In the third of a special series on Japan, BBC News Online’s Sarah Buckley reports on how an ageing population is forcing people to reconsider attitudes to immigration. The name Sony summons visions of all things Japanese.

Yet its chairman, Iwao Nakatani, recently called for mass immigration, opening Japan to different faces and influences. Mr Nakatani is worried because Japanese are living longer, yet having fewer children. The result is a shrinking workforce which threatens economic growth. In recognition, the government is thinking of loosening its restrictive immigration policy.

But any changes may come as a shock to a nation where registered foreigners make up just over 1% of its population. Yoko Nakamura, a 52-year-old woman in Tokyo, said that living in Europe and Australia had shown her the advantages of Japan’s uniformity.

“Everyone has the same hair colour and the same eye colour. You feel maybe the guy next to you is feeling the same way, so it’s a good feeling to be homogenous,” she said. It is difficult to know how common this attitude is. Of those interviewed on the streets of Tokyo, as many were enthusiastic as alarmed about an influx of foreign workers.

For many foreigners living in Japan, however, discrimination is a real problem. Treatment appears to be determined by a range of factors—from socio-economic status to ethnic background.

Gemba, a Senegalese who works in a topless bar in the red-light district of Kabukicho, said: “Every day, I feel discriminated against. Japanese people don’t like foreigners.

“If you are inside a train, the Japanese will not sit close to the foreigners.” He said he had overheard people talking about him in Japanese as though he were stupid. But the situation is complex, affected by factors like profession, income and appearance.

Aarthi Muniswamy, an Indian IT worker from Chiba prefecture, said her nationality carried positive associations in Japan. “In some parts of Japan they think people from India are very brainy,” she said.

Regional tensions

Faced with calls to relax immigration restrictions, the government has shown some flexibility. The immigration bureau is in talks with the Philippines about accepting Filipino care workers—badly needed to help look after Japan’s elderly.

The difficulty, however, comes when considering unskilled labourers, who are currently not allowed to work in Japan. And they are just the kind of people Japan needs most as its population ages, according to Tony Laszlo, director of an anti-discrimination organisation in Tokyo.
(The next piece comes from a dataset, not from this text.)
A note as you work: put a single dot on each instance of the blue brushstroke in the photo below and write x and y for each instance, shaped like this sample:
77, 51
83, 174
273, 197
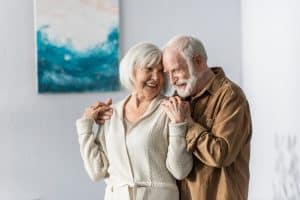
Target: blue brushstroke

“In 10 years, 20 years, 50 years, you have to ask yourself who is going to be finding the holes in the tunnel and patching them up so people don’t die, who is going to be climbing the buildings to wash the windows, who is going to be building bridges and fixing bridges, and the answer is you don’t have these people,” he said.

Illegal labour could take up some of the slack. Japanese authorities say there are 250,000 illegal immigrants, the majority of whom entered the country on a temporary visa and over-stayed. Many of these people are thought to work as unskilled labourers. But the government wants to halve that number in the next five years, and it does not appear ready to legalise unskilled foreign workers.

Isao Negishi, assistant director to Japan’s immigration policy planner, argued that doing so would threaten Japanese people’s jobs in sectors like construction—an industry where work is currently scarce.

As the population continues to age, however, economic arguments against bringing in unskilled labour will weaken. Emotional arguments, though, will stand.

It is likely that any unskilled workers will come from countries which are geographically close—namely China and Korea. And of Japan’s neighbours, it is these countries who still hold the strongest grudge against Japan’s wartime behaviour. Mr Laszlo said that relations with Korea had improved markedly over the last two or three years. The 2002 World Cup, which Japan and

South Korea jointly hosted, helped ties, and there has been a recent upsurge in interest in South Korean culture.

China, though, continues to have delicate relations with Japan. The outrage sparked by a Japanese orgy in China last December, and the riots following Japan’s victory over China in the Asian Cup earlier this year, have scratched wartime era wounds. Hideko Yamamota, a 48-year-old Chinese woman born in Japan, said she had suffered discrimination.

“One of my teachers said: ‘Why should I help a Chinese person get a job?’ I was very upset. If there’s crime and you are there, then you are questioned by police.” In light of such testimony, Japan’s government faces a difficult choice between relaxing its immigration policy and possibly upsetting social stability, or jeopardising the country’s long-term economic success.